Digital ecommerce giants in China are heavily investing into connecting online and offline experiences. Physical stores are not oblivious to this trend and are using digital channels to drive footfall to their store. Infringers are appropriating the reach of Douyin by using the app as an interactive online catalogue to promote counterfeits. Customers of counterfeit items in China often want to inspect the quality before purchase. Retailers openly advertise their store and counterfeit items in relative impunity compared with the heavily regulated ecommerce platforms such as Taobao and JD.com. Addresses are normally easy to obtain either directly from the videos of the infringer or through communication handled either in comments or connecting through WeChat.

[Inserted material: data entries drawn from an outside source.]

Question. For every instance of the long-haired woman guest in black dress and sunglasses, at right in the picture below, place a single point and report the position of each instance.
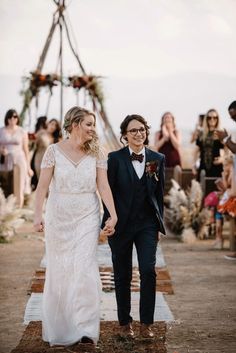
(209, 147)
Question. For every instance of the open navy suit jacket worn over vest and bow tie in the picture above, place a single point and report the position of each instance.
(121, 180)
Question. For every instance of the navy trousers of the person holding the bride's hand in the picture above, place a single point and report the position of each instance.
(143, 234)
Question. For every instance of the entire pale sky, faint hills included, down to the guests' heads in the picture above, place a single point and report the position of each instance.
(155, 55)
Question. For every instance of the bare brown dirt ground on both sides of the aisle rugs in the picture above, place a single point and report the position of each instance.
(204, 303)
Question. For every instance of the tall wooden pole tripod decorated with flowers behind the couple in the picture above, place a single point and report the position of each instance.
(89, 83)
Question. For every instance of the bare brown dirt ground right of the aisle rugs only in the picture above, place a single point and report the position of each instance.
(204, 303)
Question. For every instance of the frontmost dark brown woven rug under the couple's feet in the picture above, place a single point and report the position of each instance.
(109, 342)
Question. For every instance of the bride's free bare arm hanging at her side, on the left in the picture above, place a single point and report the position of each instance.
(41, 192)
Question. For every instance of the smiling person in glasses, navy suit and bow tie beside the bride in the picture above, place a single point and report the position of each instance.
(136, 178)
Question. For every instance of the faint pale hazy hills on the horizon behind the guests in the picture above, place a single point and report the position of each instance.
(186, 95)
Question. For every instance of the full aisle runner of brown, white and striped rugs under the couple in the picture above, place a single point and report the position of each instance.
(110, 341)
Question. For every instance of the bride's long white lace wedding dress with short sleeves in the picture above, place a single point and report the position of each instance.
(71, 298)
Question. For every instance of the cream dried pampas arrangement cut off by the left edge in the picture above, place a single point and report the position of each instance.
(10, 217)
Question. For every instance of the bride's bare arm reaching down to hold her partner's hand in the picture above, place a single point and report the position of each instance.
(106, 195)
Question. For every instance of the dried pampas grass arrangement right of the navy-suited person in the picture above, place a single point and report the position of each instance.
(184, 215)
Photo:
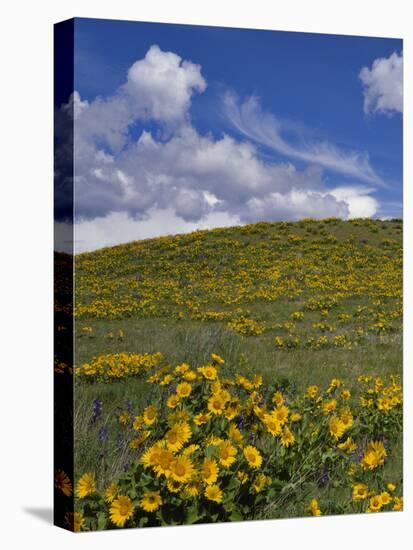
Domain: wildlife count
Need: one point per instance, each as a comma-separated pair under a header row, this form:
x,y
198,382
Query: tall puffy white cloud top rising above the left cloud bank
x,y
158,87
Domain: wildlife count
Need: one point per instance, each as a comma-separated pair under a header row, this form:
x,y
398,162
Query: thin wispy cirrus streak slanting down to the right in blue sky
x,y
265,129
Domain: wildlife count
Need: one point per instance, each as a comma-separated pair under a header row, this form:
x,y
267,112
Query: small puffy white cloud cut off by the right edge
x,y
383,85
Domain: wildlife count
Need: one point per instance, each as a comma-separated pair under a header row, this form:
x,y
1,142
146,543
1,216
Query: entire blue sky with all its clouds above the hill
x,y
280,101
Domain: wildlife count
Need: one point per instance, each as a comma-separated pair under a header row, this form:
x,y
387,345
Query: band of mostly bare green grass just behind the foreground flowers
x,y
193,342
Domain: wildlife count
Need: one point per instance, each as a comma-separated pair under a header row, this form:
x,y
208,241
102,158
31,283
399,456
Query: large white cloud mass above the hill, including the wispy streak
x,y
142,169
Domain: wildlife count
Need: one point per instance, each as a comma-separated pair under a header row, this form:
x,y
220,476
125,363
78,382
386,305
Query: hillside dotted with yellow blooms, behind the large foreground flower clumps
x,y
267,295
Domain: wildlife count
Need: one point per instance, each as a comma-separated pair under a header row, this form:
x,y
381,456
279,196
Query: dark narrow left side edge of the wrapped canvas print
x,y
63,275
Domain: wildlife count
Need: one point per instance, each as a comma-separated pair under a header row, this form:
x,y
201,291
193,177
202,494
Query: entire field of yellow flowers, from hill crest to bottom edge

A worrying trend of factories directly advertising on Douyin has started to emerge. Fortunately, this tactic provides an investigator with all the information necessary to detect infringements, arrange a test purchase and create a case for local law enforcement to action. The factories are openly including their registration license in videos or profile bio. Many factories are using their WeChat ID or phone number for their Douyin ID, greatly reducing the investigatory burden. Reporting a factory producing counterfeits should be done when the case file shows the revenue stream is significant enough to meet the minimum criminal liability threshold.
Hashtags are vital to discovery on TikTok and Douyin. With many rightsholders ignoring the apps, especially western companies, infringers are freely accessing branded hashtags to advertise knockoffs. The influence of TikTok on purchasing decisions is still undervalued by many brands, creating space for infringers to exploit within the digital supply chain. Some rightsholders on the other hand have recognised the potential of the app to engage a younger demographic with campaigns designed to build awareness and drive sales. Rightsholders utilising the platform have had success in keeping key branded terms clean of counterfeits, notably on Douyin. However, the lower awareness of rightsholders outside of China has led to relatively less success on TikTok.
TikTok and Douyin users can take advantage of the live stream function, which bypasses the video clip time limit. Live streams are very popular on both apps and streaming within ecommerce is increasingly popular in China more generally. Counterfeiters on TikTok and Douyin use influencers and live streaming to quickly generate large volumes of traffic to their sales channel. With live streaming, traditional brand protection tactics of relying on automated scraping tools to collect data which is then reviewed before enforcement action is taken becomes obsolete. Live streaming requires live monitoring by investigators, to detect the infringement when valuable enforcement action can still be taken. Smart infringers will typically remove any traces of infringing content from the platform used to complete the transaction once the live stream traffic spike fades. This approach mirrors tactics employed by infringers on Instagram, whereby they build a strong organic following, then use short ad campaigns featuring knockoffs to drive traffic to webstores. The shortened timeframe the knockoffs are publicly available significantly reduces the chances of detection and removal. With high volume sale periods such as Double 11 in China and Black Friday in the US condensing significant chunks of ecommerce activity into a few days, the potential loss of sales from these short bursts of brand piracy represents a substantial risk.